皆さんから寄せられた家計の悩みにお答えする、その名も「マネープランクリニック」。今回のご相談者は、61歳の女性の方。結婚して今年で35年目となり、これまで夫によるモラハラで長年苦しめられてきたことから、離婚を決意。ただ、老後資金は財産分与や年金分割に大きく依存するため、必要額が用意できるかが大いに不安とのことです。ファイナンシャル・プランナーの深野康彦さんがアドバイスします。
離婚を決意しましたが、老後資金が心配です

離婚を決意しましたが、老後資金が心配です

■相談者
ミラクルさん(仮名)
女性/専業主婦/61歳
関東/賃貸住宅

■家族構成
夫(会社員/65歳)、子ども2人(ともに社会人・独立)

■相談内容
結婚35年目の専業主婦です。若いときからモラハラな夫の言動に、私も子どもたちも苦しめられてきました。そのため、この2、3年のうちに別居→離婚したいと考えています。

別れたら2つの住居が当然必要なので、今の賃貸マンションからは夫婦で出て、私はもう少し家賃を抑えた賃貸か2500万円くらいの中古マンションを購入できたらいいなと考えています。夫と別れて自立できるように月5万円くらい稼ぎたいと現在求職中です。

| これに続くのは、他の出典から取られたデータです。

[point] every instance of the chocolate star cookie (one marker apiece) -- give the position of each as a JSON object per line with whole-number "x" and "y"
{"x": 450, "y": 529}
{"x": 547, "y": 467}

無謀な計画かもしれませんが、この先30年くらいこの夫と暮らすと思うと心身共に参ってしまいそうです。離婚分割でどれだけもらえるか分かりませんが、今、夫の年金が満額でている間に出来るだけ節約に励み2年ほどで頑張って貯めたいと思っています。私が65歳になったときの年金は月7万円くらいです。

預貯金は、結婚後に貯めたお金でどちらの親からの贈与などは受けていません。投資額の株は私名義の分です。夫名義の投資資産はいくらあるか分かりません。

老後のことを考えると息苦しくなってきます。ほぼ無収入の主婦が無茶なことを言っているかもしれませんが、ご診断のほどよろしくお願いいたします。

■家計収支データ
相談者「ミラクル」さんの家計収支データ

相談者「ミラクル」さんの家計収支データ

■家計収支データ補足
(1)ミラクルさんの収入について
「月4万円」は、単発的な仕事と今後もらえる特別支給の老齢厚生年金などの合計。

(2)住宅について
現在は賃貸マンションに住んでいる。ミラクルさんがマンション購入したいエリアは関東を希望。「2500万円くらいの中古マンション」としたが、本来の希望を言えば、もっと高額の物件になるので、現実路線で考えての価格とのこと。購入の原資は、離婚後の財産分与からと想定。ちなみに実家にもどり、住むという選択肢はない。

(4)離婚後の生活費
13万円程度を想定。クルマは所有しない。

(5)加入保険について
・共済(病気死亡20万円、入院4500円)=毎月の保険料5000円(夫婦合算)

(6)夫が受け取る年金額について
老齢基礎年金5万9000円、老齢厚生年金14万6000円
(他に年金基金2万4400円)

(7)離婚について
相談者コメント「昨日切り出したところ、私の本気度を確認したので仕方ないというようなニュアンスでこれまでのことを謝ってきました。それでも、気持ちとしては、あくまで離婚する方向で考えています。夫の意志や態度で変わることはありません。ただ、同居しながら、離婚を進めていくのは難しいと思うので、まずは別居することが先決かと考えています。また、別居した場合、家計は別々とします」

■FP深野康彦の3つのアドバイス
アドバイス1 想定どおりならマンション購入は可能
アドバイス2 必要であれば弁護士に相談、依頼する
アドバイス3 住宅購入は焦らず、収入が確定してから物件探しを

アドバイス1 想定どおりならマンション購入は可能

現時点でミラクルさんが想定されているケースで試算をしてみましょう。まず、離婚時期ですが、「2、3年のうちに」とありますので、ここでは「2年後」とします。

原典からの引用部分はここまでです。